Первая, более простая, состоит в том, что общий интеллект на самом деле представляет собой совокупность нескольких умственных способностей, которые, наряду с генами, оказывают влияние на выражение друг друга. Поскольку в популяции гены объединяются случайным образом, время от времени вы получаете случайную комбинацию признаков, — таких как яркие зрительные образы в сочетании с превосходными численными навыками; такая комбинация может привести к всевозможным неожиданным последствиям. Так рождается необычайный талант, который мы называем гением, — дар Альберта Эйнштейна, который мог «визуализировать» свои уравнения, или Моцарта, который видел, а не просто слышал, свои музыкальные композиции в голове. Такой гений редок только потому, что удачные генетические комбинации встречаются редко.
Впрочем, с этим аргументом есть одна проблема. Если гениальность является результатом случайных генетических комбинаций, как объяснить таланты Надии и Тома, общий интеллект которых чудовищно низкий? (Реальность такова, что уровень развития социальных навыков аутичного саванта может быть ниже, чем у обезьяны бонобо). Кроме того, непонятно, почему такой уникальный талант более распространен среди савантов, чем среди общей популяции, которая, если уж на то пошло, обладает бо́льшим количеством здоровых черт для перетасовки в каждом поколении. (До 10 процентов детей с аутизмом имеют идеальный слух, по сравнению с только 1 или 2 процентами в общей популяции.) Кроме того, способности такого человека должны «соединиться» и взаимодействовать таким образом, чтобы результатом стало нечто изящное, а не бессмысленно-нелепое — сценарий, столь же маловероятный, как группа болванов, создающих произведение художественного или научного гения.

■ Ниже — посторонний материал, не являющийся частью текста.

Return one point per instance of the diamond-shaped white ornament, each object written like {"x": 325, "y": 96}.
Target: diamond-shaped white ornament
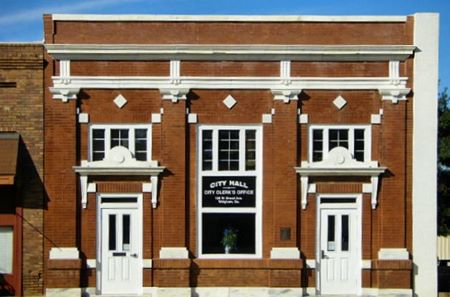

Это подводит меня ко второму объяснению синдрома саванта в частности и гениальности в целом. Как может человек, который не способен завязать собственные шнурки и поддерживать нормальную беседу, оперировать простыми числами? Возможно, ответ кроется в левом полушарии — в так называемой угловой извилине. Люди с повреждениями угловой извилины не способны выполнять простые вычисления, например вычесть 7 из 100 (вспомним Билла, пилота ВВС из главы 1). Это не означает, что левая угловая извилина является математическим модулем мозга, но эта структура определенно делает нечто важное для математических вычислений и не имеет существенного значения для речи, кратковременной памяти или зрения. Однако для математики, похоже, левая угловая извилина нужна.